Bertrand Blier et la musique : trop belle pour lui ?

  Olivier Bellamy reçoit Bertrand Blier sur Radio Classique

Bertrand Blier n’écoute plus de musique. Léo Ferré l’avait dit à la fin de sa chanson Mister Georgina : « En l’an 2000, plus de musique… Pourtant c’était beau ». Et Edith Piaf, à la fin de son Accordéoniste : « Arrêtez la musi-que ! »

Mais le réalisateur de Trop Belle pour Toi la connaît bien, intimement. Sa mère jouait du piano, il a découvert les sonates de Schubert en écoutant l’intégrale Brendel en boucle. Il a frémi en écoutant Maria Yudina. Et puis, il a fait dire à Gérard Depardieu : « Il fait chier votre Schubert ! » avant de se recroqueviller à son tour dans un silence nourri de souvenirs mélodiques.
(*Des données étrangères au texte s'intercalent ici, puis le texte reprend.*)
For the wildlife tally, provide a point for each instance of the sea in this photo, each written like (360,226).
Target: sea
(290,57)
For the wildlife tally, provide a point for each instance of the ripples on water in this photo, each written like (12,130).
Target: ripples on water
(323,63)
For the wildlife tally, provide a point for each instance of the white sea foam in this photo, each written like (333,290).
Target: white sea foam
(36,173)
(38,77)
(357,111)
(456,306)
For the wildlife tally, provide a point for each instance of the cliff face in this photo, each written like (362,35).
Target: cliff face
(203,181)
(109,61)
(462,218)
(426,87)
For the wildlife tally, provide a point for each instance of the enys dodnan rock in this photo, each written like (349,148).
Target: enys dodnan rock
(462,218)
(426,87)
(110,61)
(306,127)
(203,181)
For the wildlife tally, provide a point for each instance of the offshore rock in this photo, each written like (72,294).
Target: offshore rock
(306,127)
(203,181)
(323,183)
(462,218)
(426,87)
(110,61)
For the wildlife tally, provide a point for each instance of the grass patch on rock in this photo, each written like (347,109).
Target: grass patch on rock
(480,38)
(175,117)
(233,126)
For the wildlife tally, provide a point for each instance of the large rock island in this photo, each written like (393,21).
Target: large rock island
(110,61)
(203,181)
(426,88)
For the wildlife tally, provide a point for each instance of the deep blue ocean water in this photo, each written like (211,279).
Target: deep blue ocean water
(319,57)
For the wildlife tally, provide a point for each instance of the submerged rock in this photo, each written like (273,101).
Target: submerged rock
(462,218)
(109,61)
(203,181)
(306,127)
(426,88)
Les vrais provocateurs sont de grands pudiques. Ils connaissent trop le poids des mots pour s’autoriser à parler à tort et à travers. Bertrand Blier est de cette race des taiseux qui n’en pensent pas moins. « On n’a pas le droit de tout dire », affirme-t-il posément, de sa voix bien timbrée. Et pourtant, dieu sait s’il l’a secoué le cocotier et avec quel talent dans des films joyeux et acides, aux répliques au rasoir (et pas rasoir). Ceux qui aujourd’hui font le commerce facile du chamboule-tout politique feraient bien de s’inspirer de ce ton tonique et désenchanté, hautement subversif parce qu’il ne cesse jamais d’être profondément humain.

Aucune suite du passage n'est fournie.